High-performance FASTQ/FASTA quality analysis — written in Rust
No Java. No Python. No internet required.
Real Illumina data — SRR38033288 (43.5M reads · 6.08 Gbp · ~14 GB on disk · 4 threads · cold cache · WSL2)
| Tool | Time | What it does |
|---|---|---|
| BioFastq-A | 33s | overrep seqs · k-mers · dup · per-tile · N50/N90 · HTML report |
| fastp | 58s | adapter trimming · QC · k-mers |
| FastQC | 168s | similar analysis depth to BioFastq-A |
# Build (one-time, ~20s)
cargo build --release
# Interactive TUI — live dashboard while processing
./target/release/biofastq-a sample.fastq
# Headless — for scripts and CI
./target/release/biofastq-a sample.fastq --headless --output-dir ./reports
# Trim adapters + analyse
./target/release/biofastq-a reads.fastq --trim --output-dir ./qc
# Open the report
xdg-open ./reports/sample_report.html # Linux
open ./reports/sample_report.html # macOS
explorer.exe ./reports/sample_report.html # WSLBuild from source (recommended)
Requires Rust ≥ 1.80.
git clone https://github.com/DilaDeniz/BioFastq-a.git
cd BioFastq-a
cargo build --release
# binary → target/release/biofastq-aEnable native CPU optimisations (AVX2/SSE4 — recommended):
mkdir -p .cargo
echo '[build]' > .cargo/config.toml
echo 'rustflags = ["-C", "target-cpu=native"]' >> .cargo/config.toml
cargo build --releaseInstall system-wide:
bash install.sh # → /usr/local/bin (may need sudo)
bash install.sh ~/bin # → ~/bin (no sudo)Docker
docker build -t biofastq-a .
# Run (mount current directory as /data)
docker run --rm -v "$PWD":/data biofastq-a sample.fastq --headless
docker run --rm -v "$PWD":/data biofastq-a *.fastq.gz --trim --output-dir /data/qcHomebrew (macOS / Linux)
brew tap DilaDeniz/biofastq-a
brew install biofastq-abiofastq-a [OPTIONS] <file> [<file2> ...]
OPTIONS:
--headless No TUI — for scripts and CI
--output-dir <dir> Where to write reports (default: current directory)

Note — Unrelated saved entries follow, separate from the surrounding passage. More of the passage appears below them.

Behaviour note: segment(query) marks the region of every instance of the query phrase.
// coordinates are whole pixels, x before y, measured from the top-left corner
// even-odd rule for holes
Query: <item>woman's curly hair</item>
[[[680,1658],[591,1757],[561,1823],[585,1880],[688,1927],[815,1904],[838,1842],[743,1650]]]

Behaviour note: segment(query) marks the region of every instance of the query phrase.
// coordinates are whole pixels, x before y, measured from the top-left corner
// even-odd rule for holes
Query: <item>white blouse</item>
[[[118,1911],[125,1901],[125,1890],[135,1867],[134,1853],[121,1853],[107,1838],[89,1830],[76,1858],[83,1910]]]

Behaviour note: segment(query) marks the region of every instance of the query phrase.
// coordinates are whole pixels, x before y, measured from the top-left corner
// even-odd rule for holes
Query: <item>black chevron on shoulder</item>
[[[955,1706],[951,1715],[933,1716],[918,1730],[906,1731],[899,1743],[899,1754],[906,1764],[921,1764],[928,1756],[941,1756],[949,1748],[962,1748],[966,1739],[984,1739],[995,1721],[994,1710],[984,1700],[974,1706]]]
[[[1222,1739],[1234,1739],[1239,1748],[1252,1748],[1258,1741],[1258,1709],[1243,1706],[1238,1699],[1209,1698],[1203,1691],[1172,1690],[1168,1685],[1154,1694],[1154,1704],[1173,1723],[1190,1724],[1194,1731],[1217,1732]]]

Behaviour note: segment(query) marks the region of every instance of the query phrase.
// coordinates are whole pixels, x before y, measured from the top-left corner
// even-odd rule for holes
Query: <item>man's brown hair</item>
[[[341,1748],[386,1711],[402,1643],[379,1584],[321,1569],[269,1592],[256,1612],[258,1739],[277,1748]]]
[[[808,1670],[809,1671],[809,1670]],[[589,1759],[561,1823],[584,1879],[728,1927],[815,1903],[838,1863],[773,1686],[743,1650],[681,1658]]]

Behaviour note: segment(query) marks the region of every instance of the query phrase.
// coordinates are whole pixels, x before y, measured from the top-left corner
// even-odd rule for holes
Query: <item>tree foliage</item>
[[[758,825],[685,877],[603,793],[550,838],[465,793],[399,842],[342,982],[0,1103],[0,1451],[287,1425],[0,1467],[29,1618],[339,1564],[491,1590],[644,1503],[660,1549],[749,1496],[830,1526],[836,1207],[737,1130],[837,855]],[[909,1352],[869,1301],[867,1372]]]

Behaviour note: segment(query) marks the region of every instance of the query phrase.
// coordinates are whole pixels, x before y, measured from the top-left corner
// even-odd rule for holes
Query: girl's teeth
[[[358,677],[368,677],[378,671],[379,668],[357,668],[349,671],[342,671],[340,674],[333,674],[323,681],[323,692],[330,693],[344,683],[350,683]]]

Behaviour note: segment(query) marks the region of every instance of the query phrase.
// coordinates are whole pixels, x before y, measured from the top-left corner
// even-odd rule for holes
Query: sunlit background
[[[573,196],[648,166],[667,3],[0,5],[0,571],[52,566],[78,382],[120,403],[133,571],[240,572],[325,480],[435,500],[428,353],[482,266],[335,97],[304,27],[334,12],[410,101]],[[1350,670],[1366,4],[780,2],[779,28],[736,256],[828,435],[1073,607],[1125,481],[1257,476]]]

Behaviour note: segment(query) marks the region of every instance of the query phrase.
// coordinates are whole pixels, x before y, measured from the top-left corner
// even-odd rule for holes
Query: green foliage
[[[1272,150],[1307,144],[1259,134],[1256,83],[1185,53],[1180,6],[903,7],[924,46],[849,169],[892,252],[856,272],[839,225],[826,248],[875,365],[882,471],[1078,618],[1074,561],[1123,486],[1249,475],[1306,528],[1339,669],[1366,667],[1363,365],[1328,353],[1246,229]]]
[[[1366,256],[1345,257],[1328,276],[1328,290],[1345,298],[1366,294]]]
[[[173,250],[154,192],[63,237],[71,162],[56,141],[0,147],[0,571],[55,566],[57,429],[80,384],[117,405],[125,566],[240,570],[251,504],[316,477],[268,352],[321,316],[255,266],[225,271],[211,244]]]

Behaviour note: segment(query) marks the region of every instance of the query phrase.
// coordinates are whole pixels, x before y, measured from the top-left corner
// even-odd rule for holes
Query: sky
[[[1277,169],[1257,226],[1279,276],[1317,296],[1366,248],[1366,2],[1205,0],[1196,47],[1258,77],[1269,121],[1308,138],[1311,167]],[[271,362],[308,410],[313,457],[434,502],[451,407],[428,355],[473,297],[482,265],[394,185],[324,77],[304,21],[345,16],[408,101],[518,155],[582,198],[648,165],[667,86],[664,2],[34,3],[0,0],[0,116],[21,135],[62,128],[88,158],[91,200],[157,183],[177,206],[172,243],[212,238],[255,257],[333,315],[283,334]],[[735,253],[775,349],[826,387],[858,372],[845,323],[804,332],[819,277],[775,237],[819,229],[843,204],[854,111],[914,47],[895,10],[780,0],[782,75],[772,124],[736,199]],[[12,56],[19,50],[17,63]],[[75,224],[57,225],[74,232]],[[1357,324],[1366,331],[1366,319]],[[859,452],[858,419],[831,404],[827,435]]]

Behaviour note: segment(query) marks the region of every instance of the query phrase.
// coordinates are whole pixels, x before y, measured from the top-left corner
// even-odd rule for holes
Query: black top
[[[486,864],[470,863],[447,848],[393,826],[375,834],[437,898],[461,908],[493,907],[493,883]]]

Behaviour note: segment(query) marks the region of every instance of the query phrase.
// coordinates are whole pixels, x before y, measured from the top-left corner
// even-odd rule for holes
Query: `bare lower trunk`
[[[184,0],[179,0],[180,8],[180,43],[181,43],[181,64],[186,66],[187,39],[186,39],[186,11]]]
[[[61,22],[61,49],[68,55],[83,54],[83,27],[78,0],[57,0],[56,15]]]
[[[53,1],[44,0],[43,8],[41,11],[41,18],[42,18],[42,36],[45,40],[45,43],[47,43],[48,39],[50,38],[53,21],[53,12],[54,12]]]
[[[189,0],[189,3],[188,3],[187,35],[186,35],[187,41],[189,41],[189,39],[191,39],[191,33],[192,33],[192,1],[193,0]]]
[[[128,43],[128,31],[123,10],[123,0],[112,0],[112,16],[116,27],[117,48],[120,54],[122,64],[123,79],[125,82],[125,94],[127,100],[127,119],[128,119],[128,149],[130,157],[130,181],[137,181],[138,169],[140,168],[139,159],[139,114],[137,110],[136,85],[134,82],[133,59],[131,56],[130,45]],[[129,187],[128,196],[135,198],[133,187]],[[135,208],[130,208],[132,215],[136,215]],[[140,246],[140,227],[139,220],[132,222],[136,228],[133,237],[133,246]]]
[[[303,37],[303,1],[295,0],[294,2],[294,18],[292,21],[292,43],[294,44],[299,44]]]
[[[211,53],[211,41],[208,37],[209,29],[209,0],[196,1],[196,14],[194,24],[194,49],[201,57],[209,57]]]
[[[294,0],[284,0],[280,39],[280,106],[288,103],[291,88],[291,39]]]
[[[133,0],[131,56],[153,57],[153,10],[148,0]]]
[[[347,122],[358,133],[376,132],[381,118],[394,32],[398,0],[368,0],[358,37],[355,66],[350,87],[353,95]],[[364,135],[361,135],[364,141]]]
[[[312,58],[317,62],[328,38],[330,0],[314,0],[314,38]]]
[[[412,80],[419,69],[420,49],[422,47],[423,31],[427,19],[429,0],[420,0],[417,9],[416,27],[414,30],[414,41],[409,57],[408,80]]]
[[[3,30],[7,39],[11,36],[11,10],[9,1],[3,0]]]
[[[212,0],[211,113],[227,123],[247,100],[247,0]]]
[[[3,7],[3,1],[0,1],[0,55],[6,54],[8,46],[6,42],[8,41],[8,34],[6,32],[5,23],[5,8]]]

--trim Trim adapters; write <stem>_trimmed.fastq.gz
--min-length <N> Drop trimmed reads shorter than N bp (default: 20)
--adapter <seq> Additional adapter sequence to screen/trim (repeatable)
--quality-trim <Q> Trim 3' bases with Phred quality below Q (default: off)
--threads <N> Number of CPU threads (default: all cores)
--strict Abort on first malformed record (default: skip & warn)
--paired-end <R2> Paired-end mode: provide R2 file path
--version, -V Print version
--help, -h Show help
QC Modules
| Module | Details |
|---|---|
| Per-base quality | Phred per position up to 500 bp · Q20/Q28/Q30 zone shading |
| Per-sequence quality | Read-level mean Phred distribution |
| Base composition | A/C/G/T/N % per position |
| GC content | Overall + FastQC-style pass/warn/fail |
| N content | N % per position |
| Sequence length | Distribution chart · N50 · N90 |
| Duplication | Fingerprint-hashes first 200k reads · deterministic |
| Overrepresented seqs | Top sequences by frequency · adapter source detection |
| Adapter content | 7 built-in sequences + custom via --adapter |
| Per-tile quality | Illumina CASAVA 1.8+ tile IDs · bar chart per tile |
| K-mer analysis | Parallel 4-mer counting · top enriched k-mers |
Each module shows a FastQC-style traffic light (Pass / Warn / Fail).
Output
<stem>_report.html — self-contained HTML report (offline, no CDN)
<stem>_report.json — machine-readable JSON for pipelines
<stem>_trimmed.fastq.gz — trimmed reads (only with --trim)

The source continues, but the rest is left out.